Shortly after the 1994 Masters, I moved to Ohio and then Massachusetts, so I was out of the area for eight years, and when I returned to Georgia in 2002, I was unable to attain access to Masters again until 2011, when I was a professor/administrator at Kennesaw State University.  However, the Masters and Augusta National did impact my family during that absence as my wife and I decided to name our second daughter Augusta, after the beauty I had seen at the National. When I returned for the exciting final round of the 2011 Masters after my 17-year hiatus, all the good things (beauty, tradition, inexpensive concessions) were still there, but the patron experience was more enhanced due to significantly more parking and a much larger Golf Shop. Again, it was evident that there was an emphasis on improving the patron experience.

The Augusta Years:

From 1989 to 2011, all of my insights into the Masters and Augusta National were solely as a golf fan who revered the tournament and its locale. However, since moving to Augusta in February 2017, I have attended practice and/or tournament rounds in 2017, 2018, 2019, 2022, and 2023.  From these experiences, I have learned more about the Masters from somewhat of an “insider’s” perspective that has provided me with a greater appreciation for what they do and how they do it. Here are some of the most noteworthy examples:

Red Carpet Tour – Contributing to the Georgia Economy

Every year since 1959, the Georgia Chamber of Commerce has hosted its Red Carpet Tour to promote business in Georgia to out-of-state business owners and executives to locate or relocate their businesses in the state. Two days (Thursday and Saturday) at the Masters are the centerpiece of the Tour. I was a host for the tour in 2018 and saw the impact the tournament had on these special visitors.

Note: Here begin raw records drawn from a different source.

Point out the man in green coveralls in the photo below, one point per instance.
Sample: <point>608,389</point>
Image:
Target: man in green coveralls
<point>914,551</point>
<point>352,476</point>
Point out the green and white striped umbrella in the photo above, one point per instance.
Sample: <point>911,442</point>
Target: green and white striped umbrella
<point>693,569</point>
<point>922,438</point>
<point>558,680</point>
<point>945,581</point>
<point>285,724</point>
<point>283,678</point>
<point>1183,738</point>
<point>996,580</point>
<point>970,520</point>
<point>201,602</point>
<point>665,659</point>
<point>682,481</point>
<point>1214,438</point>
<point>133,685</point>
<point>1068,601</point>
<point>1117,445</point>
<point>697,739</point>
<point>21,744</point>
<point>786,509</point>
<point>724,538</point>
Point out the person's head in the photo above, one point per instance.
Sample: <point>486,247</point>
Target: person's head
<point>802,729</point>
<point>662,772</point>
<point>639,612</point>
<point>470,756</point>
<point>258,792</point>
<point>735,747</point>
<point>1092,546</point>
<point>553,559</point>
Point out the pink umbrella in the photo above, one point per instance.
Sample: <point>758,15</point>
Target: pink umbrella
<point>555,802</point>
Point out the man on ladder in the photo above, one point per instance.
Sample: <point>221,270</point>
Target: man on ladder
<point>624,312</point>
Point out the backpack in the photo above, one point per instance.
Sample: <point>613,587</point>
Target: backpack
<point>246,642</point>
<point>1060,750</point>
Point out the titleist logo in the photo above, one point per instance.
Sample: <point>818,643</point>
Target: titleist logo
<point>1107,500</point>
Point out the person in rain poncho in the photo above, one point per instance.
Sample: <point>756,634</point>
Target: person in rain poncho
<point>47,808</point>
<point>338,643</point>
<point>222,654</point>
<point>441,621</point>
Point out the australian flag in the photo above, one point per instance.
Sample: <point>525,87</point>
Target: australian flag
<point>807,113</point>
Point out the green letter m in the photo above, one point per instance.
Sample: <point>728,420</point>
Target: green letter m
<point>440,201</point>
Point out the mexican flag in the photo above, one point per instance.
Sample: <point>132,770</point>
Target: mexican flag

The Hub and Boys & Girls Club – Community Involvement

Serving the Harrisburg and Laney Walker neighborhoods, the Hub for Community Innovation (which includes Augusta Locally Grown, Augusta University Literacy Center, Harrison Family Health Care, and Rise Augusta) and the new Boys & Girls Club of the CSRA were built through a collaboration between the Community Foundation of the CSRA and the Medical College of Georgia (MCG) Foundation. However, the funding for the project was led by the Augusta National Country Club and its partners (Bank of America, IBM, and AT&T) who combined to contribute $10 million, demonstrating commitment to its local community. (Note: I am on the board of the MCG Foundation).

Continuous Improvement for Patron Experience

During the tournament last year, I was provided a “behind-the-scenes” look at operations during the Masters and I have had numerous discussions with multiple Augusta National staff about their processes. Without going into the details, I can assure you that Augusta National is committed to continually improving their processes to provide patrons from around the world an experience they will never forget.

From the first time I visited Augusta National and the Masters in 1989, I was incredibly impressed. However, during the past seven years, I have gained a greater appreciation by seeing what goes on behind the scenes to make the magic happen. We are blessed to have such an asset here in Augusta that not only brings the world to us, but also reinvests in our community.